Pertama, harus dipahami bahwa Islam memandang masalah kemiskinan itu sebagai permasalahan manusia, bukan semata-mata permasalahan ekonomi. Sebab, persoalan manusia itu juga saling terkait antara satu dengan yang lain. Maksudnya, persoalan kemiskinan sangat terkait dengan persoalan yang lain, bukan semata-mata karena faktor perekonomian suatu bangsa. Oleh karena itu, untuk menyelesaikan persoalan ekonomi ini tidak cukup dengan memperbaiki sistem ekonomi yang bobrok, melainkan juga harus memperbaiki sistem-sistem atau aturan-aturan lainnya. Seperti faktor sosial, politik luar negeri, politik dalam negeri, termasuk soal akidahnya. Sehingga, persoalan kemiskinan ini harus dipandang sebagai bagian permasalahan manusia, bukan semata-mata dipandang sebagai persoalan ekonomi. Nah, karena kemiskinan dipandang sebagai persoalan manusia, maka kemiskinan itu akan menjadi salah satu fenomena kehidupan umat manusia, dari peradaban mana pun itu. Artinya, kemiskinan itu akan menjadi suatu keniscayaan yang melingkupi kehidupan manusia. Dari peradaban mana pun itu, dalam kurun waktu kapan pun itu. Kemiskinan, niscaya akan tetap ada.
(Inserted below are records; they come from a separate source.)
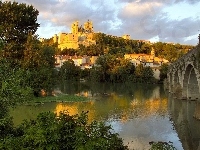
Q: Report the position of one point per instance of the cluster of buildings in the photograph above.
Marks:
(84, 35)
(88, 61)
(79, 35)
(84, 62)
Kedua, karena kemiskinan itu menjadi suatu keniscayaan dalam kehidupan manusia, maka kita tidak akan bicara soal “nasib manusia”. Misalnya, “Kenapa saya ditakdirkan hidup miskin sedangkan yang lain tidak?” Sebab, ini adalah wilayah i’tiqadi (keyakinan). Karena masuk wilayah i’tiqadi atau keyakinan, maka harus ada dalil qath’i yang menyatakannya bahwa “Si A, Si B, Si C, akan bernasib miskin; sedangkan Si D, Si E, dan Si F jadi orang kaya”. Namun, dalil qath’i yang seperti ini tentu saja tidak ada. Karena tidak ada, maka jangan sampai manusia beranggapan bahwa “Saya sudah ditakdirkan hidup miskin”, atau “Dia sudah ditakdirkan hidup miskin”. Sebab, hal seperti ini tidak bisa dibahas manusia.

Jika tidak bisa dibahas manusia, lantas manusia harus membahas apa untuk menyelesaikan persoalan kemiskinan ini? Jawabannya adalah membahas hal-hal yang bisa dibahas manusia, yaitu “apa yang menjadi faktor penyebab seseorang hidup berkekurangan atau membutuhkan.”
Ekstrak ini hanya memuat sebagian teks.